As I wrote Friday, as of March we are only 1.579 million jobs short of where we were in February 2020 just before the pandemic hit. But since the population, and in particular the working age population has changed since then, below I show the total labor force participation rate (that is, the % of the US population that is either employed or unemployed, vs. not in the labor force at all), and also the prime age (25-54 years old) labor force participation rate:
The total population LFPR is 62.4%, vs. 63.4% in February 2020, while the prime age LFPR is 82.5%. The former has declined sharply since 15 years ago, and has continued to decline, for a very simple reason: Boomers are old! When we focus on the prime age rate, that is only 05% short of its value as of February 2020. Since there are about 176 million Americans in that prime age demographic, that’s roughly a 0.9 million shortfall in that age group. If we figure there’s about another 60 million adults below the age of 65, the total is also probably around 1.5 million:
Similarly, when we look at the series “Not in Labor Force, Want a Job Now,” which is a pretty self-explanatory statistic, that is 5.737 million, also about 1.5 million above its best level just before the Great Recession:
In other words, all three ways of looking at the remaining jobs shortfall tell us that about 1.5 million more jobs need to be added to get to full pre-pandemic employment. We’ve been adding over 500,000 jobs a month, so if this continues for just 3 more months, we will have full employment.
Turning the second question, the BLS itself has helpfully prepared the below graph of the gains and losses of various employment sectors since the pandemic started:
The usual suspects of leisure and hospitality (including food and drink), government, and education are still there, and manufacturing is still lagging.

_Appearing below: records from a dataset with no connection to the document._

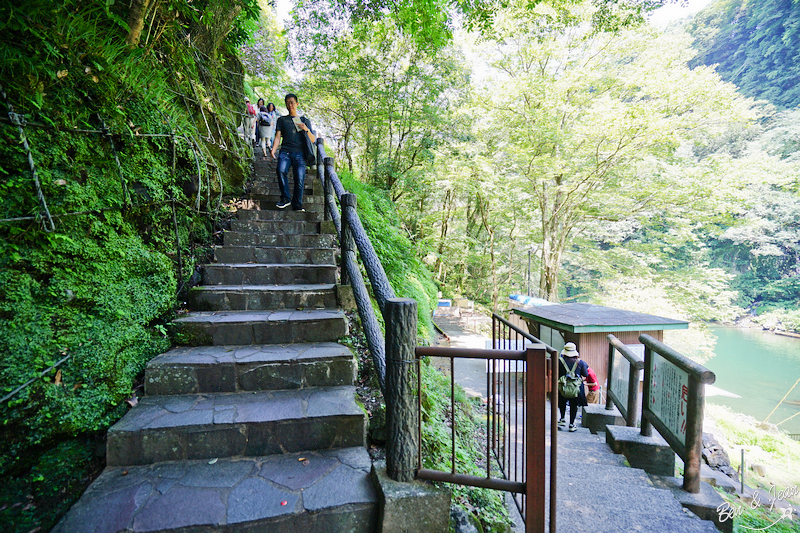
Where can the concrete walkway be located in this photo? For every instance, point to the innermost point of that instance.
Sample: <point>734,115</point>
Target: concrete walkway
<point>597,492</point>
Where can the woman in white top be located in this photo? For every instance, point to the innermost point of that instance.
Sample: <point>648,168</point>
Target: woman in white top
<point>273,120</point>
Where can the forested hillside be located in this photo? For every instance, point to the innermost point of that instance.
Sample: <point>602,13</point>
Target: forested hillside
<point>755,45</point>
<point>119,144</point>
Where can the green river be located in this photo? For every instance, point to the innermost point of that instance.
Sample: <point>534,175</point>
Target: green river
<point>760,367</point>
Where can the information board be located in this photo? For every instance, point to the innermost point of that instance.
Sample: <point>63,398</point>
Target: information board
<point>619,378</point>
<point>669,395</point>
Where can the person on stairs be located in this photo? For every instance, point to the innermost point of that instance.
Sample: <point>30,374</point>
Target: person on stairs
<point>593,396</point>
<point>571,372</point>
<point>289,136</point>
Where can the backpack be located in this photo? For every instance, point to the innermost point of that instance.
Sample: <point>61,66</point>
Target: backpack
<point>569,385</point>
<point>309,148</point>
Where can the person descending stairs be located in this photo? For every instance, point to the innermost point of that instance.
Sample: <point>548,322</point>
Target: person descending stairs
<point>253,423</point>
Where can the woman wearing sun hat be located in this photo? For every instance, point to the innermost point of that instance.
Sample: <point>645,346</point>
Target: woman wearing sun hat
<point>570,361</point>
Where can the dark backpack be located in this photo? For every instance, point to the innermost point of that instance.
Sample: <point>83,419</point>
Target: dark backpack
<point>569,385</point>
<point>309,148</point>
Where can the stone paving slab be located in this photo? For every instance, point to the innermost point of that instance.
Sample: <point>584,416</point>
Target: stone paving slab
<point>275,254</point>
<point>237,238</point>
<point>575,516</point>
<point>260,327</point>
<point>172,428</point>
<point>262,297</point>
<point>310,491</point>
<point>208,369</point>
<point>266,274</point>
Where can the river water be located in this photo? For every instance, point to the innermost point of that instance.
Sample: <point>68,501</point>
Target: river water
<point>760,367</point>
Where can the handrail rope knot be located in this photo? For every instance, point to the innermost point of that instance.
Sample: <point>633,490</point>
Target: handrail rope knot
<point>19,120</point>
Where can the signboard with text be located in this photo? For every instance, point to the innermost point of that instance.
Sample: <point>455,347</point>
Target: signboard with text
<point>620,374</point>
<point>669,395</point>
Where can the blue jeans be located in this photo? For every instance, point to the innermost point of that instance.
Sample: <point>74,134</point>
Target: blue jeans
<point>298,162</point>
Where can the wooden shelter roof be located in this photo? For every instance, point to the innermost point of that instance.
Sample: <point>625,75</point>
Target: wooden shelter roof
<point>591,318</point>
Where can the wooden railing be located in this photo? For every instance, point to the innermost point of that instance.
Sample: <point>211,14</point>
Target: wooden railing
<point>623,381</point>
<point>673,401</point>
<point>515,427</point>
<point>505,336</point>
<point>516,421</point>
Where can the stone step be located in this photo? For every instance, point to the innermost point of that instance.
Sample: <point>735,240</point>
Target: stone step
<point>568,470</point>
<point>234,238</point>
<point>310,491</point>
<point>270,203</point>
<point>618,494</point>
<point>209,369</point>
<point>275,254</point>
<point>278,214</point>
<point>564,444</point>
<point>208,426</point>
<point>259,327</point>
<point>269,200</point>
<point>278,227</point>
<point>577,516</point>
<point>265,274</point>
<point>267,183</point>
<point>262,297</point>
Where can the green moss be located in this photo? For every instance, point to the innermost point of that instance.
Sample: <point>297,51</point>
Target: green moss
<point>407,274</point>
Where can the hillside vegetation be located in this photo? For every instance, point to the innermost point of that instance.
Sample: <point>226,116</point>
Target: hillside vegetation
<point>112,180</point>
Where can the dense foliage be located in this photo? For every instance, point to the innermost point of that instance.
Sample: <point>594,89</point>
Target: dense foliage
<point>407,275</point>
<point>129,114</point>
<point>755,45</point>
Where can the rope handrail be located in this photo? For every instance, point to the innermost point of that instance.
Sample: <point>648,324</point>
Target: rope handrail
<point>352,237</point>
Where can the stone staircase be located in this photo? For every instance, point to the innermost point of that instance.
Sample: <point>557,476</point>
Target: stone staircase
<point>598,493</point>
<point>252,425</point>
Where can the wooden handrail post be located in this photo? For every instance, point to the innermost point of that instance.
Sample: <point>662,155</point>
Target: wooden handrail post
<point>402,436</point>
<point>694,435</point>
<point>633,396</point>
<point>321,177</point>
<point>609,401</point>
<point>647,427</point>
<point>347,242</point>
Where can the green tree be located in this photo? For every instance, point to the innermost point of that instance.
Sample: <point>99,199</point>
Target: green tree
<point>385,101</point>
<point>589,126</point>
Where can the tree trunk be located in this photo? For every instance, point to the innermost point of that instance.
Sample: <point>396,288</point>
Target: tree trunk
<point>136,17</point>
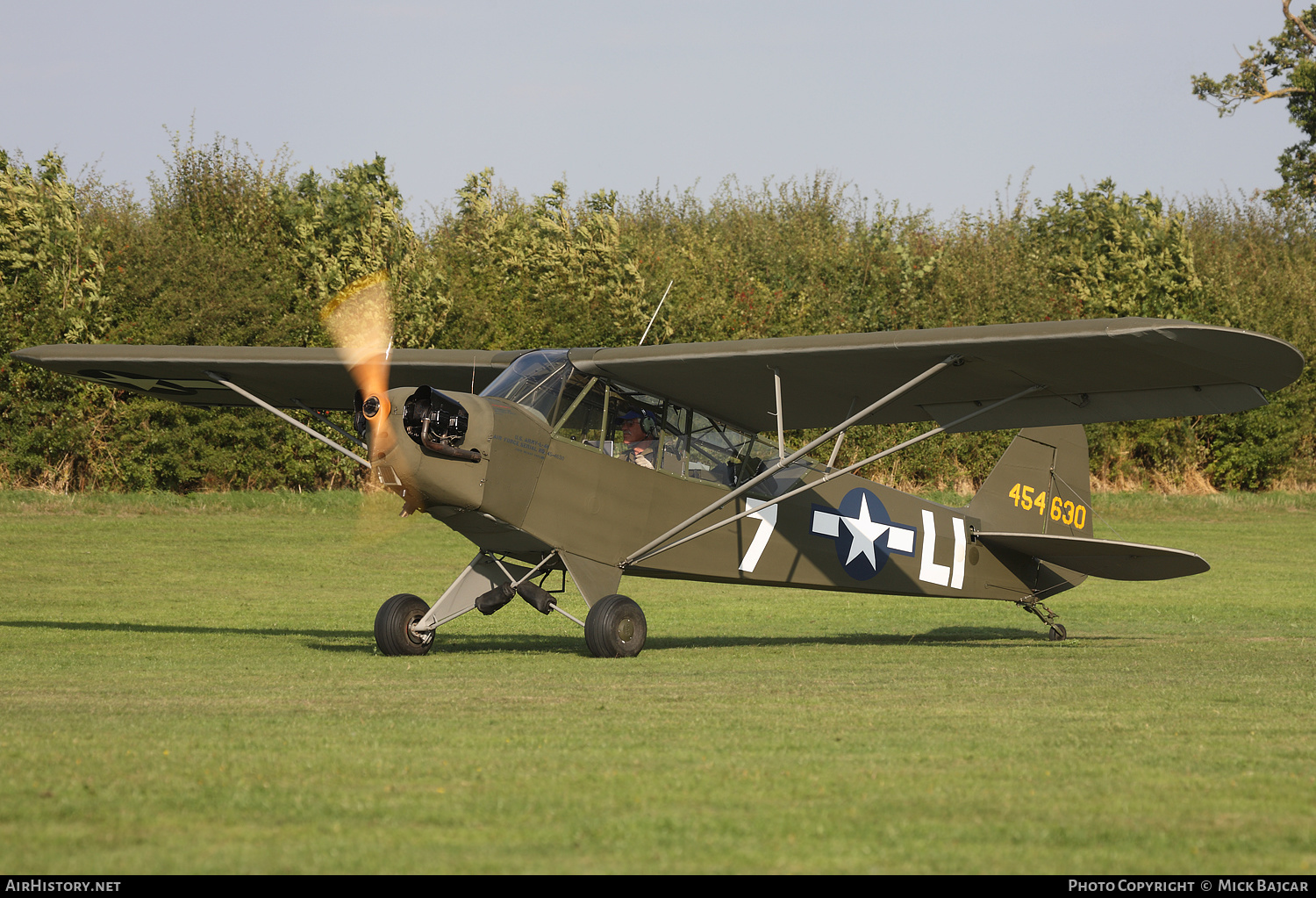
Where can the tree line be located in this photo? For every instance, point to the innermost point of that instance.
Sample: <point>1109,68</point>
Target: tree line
<point>233,250</point>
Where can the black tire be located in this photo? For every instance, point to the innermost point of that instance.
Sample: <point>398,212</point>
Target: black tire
<point>615,629</point>
<point>394,621</point>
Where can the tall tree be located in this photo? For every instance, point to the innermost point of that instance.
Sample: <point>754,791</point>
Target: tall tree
<point>1287,60</point>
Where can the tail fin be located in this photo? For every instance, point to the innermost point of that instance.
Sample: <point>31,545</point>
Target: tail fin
<point>1040,485</point>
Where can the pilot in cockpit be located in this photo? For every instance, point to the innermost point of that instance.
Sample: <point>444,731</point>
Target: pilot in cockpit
<point>640,435</point>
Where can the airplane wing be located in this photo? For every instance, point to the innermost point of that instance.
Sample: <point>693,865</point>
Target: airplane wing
<point>1105,558</point>
<point>283,376</point>
<point>1091,370</point>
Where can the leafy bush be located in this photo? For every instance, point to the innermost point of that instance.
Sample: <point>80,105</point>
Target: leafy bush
<point>236,250</point>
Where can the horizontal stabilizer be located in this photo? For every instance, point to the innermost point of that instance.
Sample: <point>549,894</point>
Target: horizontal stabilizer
<point>1105,558</point>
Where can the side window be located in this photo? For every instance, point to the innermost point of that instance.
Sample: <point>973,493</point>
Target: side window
<point>676,434</point>
<point>587,421</point>
<point>716,452</point>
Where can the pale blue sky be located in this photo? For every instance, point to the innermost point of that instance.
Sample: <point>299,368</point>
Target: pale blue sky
<point>936,104</point>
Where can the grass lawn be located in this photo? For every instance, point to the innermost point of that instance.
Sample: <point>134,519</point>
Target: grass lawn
<point>190,685</point>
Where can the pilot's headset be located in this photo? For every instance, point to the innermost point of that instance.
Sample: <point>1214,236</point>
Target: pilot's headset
<point>647,421</point>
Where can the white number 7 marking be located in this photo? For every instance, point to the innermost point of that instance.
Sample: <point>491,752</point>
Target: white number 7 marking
<point>768,523</point>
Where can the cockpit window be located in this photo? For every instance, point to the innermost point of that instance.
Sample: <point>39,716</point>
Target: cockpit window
<point>534,381</point>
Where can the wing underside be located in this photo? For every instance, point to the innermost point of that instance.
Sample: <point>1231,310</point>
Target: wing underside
<point>1107,558</point>
<point>1079,373</point>
<point>1086,371</point>
<point>282,376</point>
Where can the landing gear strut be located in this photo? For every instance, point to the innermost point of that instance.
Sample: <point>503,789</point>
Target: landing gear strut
<point>1047,616</point>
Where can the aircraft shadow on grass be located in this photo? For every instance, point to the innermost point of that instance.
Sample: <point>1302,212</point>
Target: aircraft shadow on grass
<point>569,644</point>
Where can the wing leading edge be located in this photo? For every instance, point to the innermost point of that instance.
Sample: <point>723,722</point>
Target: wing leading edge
<point>1092,370</point>
<point>283,376</point>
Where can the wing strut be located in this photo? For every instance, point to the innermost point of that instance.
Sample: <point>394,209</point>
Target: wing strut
<point>782,463</point>
<point>291,420</point>
<point>649,552</point>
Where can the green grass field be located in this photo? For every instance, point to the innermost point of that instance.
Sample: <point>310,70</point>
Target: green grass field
<point>190,685</point>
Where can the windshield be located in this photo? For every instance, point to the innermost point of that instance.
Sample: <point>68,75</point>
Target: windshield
<point>534,379</point>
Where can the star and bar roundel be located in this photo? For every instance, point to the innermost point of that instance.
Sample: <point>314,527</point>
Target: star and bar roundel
<point>865,534</point>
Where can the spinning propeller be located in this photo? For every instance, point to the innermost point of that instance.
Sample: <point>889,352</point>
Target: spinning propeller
<point>360,319</point>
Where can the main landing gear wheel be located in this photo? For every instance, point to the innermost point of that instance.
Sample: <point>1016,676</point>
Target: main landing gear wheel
<point>615,629</point>
<point>394,626</point>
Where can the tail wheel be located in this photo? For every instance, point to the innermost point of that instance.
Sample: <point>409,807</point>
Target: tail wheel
<point>394,626</point>
<point>615,629</point>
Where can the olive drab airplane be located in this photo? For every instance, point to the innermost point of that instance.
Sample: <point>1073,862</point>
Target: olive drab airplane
<point>670,461</point>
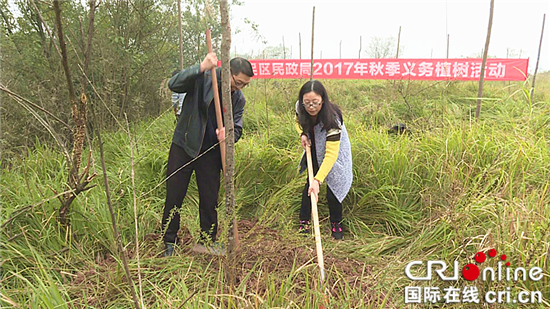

The above tells us the nominal shortfalls. What about the % of job losses? That’s what the below graph shows:
Surprisingly, on a %age basis, it’s mining and logging that has sustained the biggest losses, down -12.5%. Leisure and hospitality comes in next, down -8.7%. Government is down -3.1%, education is down -1.9%, wholesale trade is down -1.8%, and manufacturing is down -1.0%.
Finally, on the theme of “somebody is wrong on the internet,” Kevin Drum writes that “The Great Resignation was neither great nor a resignation,” citing work by the San Francisco Fed that “suggest that the high rate of quits is simply a reflection of the rapid pace of overall labor market recovery.”
The San Francisco Fed makes an interesting case, citing historical manufacturing data. But my bone to pick is with Drum, who claims that “the quit rate [from the JOLTS report] merely rebounded to its old Great Recovery trendline . . .[or] merely … only very slightly above trend,” producing the below graph in support:
I submit that Drum’s choice of the bottom of the Great Recession as the starting point for his “trend” is performing some Olympic-level heavy lifting. By contrast, when we graph all the way back to the beginning of the statistic in 2000, here’s what it looks like:
The quits rate very suddenly jumped 25% higher than it had ever been in the previous 20 years (3.0%/2.4%=1.25). By contrast, hires, which had previously in Y2K been as high as 4.3%, and 4.1% in 2019, only increased to 0.2% above that to 4.5%.
So, hires barely budged, but quits jumped to all-time new highs by a very wide margin.
A better comparison is with job openings, which like quits soared to all-time highs as well, almost simultaneously with quits:
Drum’s claim is almost preposterous. The only difference is that the Great Resignation is less “I’m going to contemplate my navel” than “Take this job and shove it! [because I’ve found another one that pays way better].”